25 avril > Essai France > Marc Abélès

Par vocation, les anthropologues aiment bien les endroits bizarres. Au siècle dernier, Marc Augé avait lancé le mouvement de l’exotisme de proximité avec Un ethnologue dans le métro (Hachette, 1986). Marc Abélès (CNRS-EHESS) s’intéresse, lui, à un territoire assez peu arpenté par les usagers des transports en commun: celui du luxe.

Cet élève de Claude Lévi-Strauss le fait avec une certaine audace, les sciences sociales s’intéressant davantage à la misère du monde qu’au bonheur des riches. Il faut dire que dans cette contrée hors de prix, le réel semble aboli. Même du calme et de la volupté, il ne reste plus rien. Seule comptent la distinction, le fait de posséder le plus rare, le plus cher, le plus unique, ce qui explique la prédominance de l’art contemporain.

A l’appui de son exploration, Marc Abélès fournit quelques chiffres édifiants. Dans le sillage d’un Georges Bataille, il montre que le luxe n’est jamais loin de la luxure, donc de la transgression. Le luxe, c’est l’accès à l’excès.
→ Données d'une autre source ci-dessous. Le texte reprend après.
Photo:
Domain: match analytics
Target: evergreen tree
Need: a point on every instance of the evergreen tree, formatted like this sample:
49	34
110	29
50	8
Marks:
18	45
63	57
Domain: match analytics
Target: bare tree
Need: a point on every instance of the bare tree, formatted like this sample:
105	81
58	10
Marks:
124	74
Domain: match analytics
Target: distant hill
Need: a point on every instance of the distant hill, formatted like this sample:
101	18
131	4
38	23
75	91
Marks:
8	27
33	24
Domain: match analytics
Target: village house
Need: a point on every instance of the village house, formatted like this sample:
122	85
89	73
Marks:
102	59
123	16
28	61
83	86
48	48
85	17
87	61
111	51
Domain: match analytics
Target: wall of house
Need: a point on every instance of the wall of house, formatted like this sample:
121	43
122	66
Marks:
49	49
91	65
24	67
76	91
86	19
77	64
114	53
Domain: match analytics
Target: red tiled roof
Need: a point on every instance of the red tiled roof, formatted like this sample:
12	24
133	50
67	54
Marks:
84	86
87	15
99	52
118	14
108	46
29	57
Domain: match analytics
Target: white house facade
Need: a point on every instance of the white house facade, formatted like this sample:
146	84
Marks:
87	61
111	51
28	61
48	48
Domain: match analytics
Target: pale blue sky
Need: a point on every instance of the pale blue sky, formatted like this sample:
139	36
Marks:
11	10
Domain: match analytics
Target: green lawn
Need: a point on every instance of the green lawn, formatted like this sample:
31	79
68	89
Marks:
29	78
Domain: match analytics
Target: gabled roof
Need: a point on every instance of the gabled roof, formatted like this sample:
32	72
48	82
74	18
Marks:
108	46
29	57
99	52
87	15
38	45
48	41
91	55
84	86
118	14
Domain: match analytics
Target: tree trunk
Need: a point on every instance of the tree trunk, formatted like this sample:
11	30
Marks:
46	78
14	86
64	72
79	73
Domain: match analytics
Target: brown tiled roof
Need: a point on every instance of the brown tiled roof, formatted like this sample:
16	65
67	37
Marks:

En ce sens, il contrevient à la normalité.

A-t-il joué un rôle déterminant dans la montée en puissance du capitalisme? Marc Abélès le pense, en écho aux travaux du sociologue allemand Werner Sombart. Sa justification relève du fétichisme de la marchandise, pour reprendre une image marxiste, et l’industrie du luxe est bien réelle, très profitable, mais doit faire preuve de créativité pour se maintenir.

Une chose est sûre: cette société est intimement liée à la domination financière. Après Les nouveaux riches (Odile Jacob, 2002) et Un ethnologue à l’Assemblée (Odile Jacob, 2000), Marc Abélès poursuit sa vaste enquête sur les symboles du pouvoir. L. L.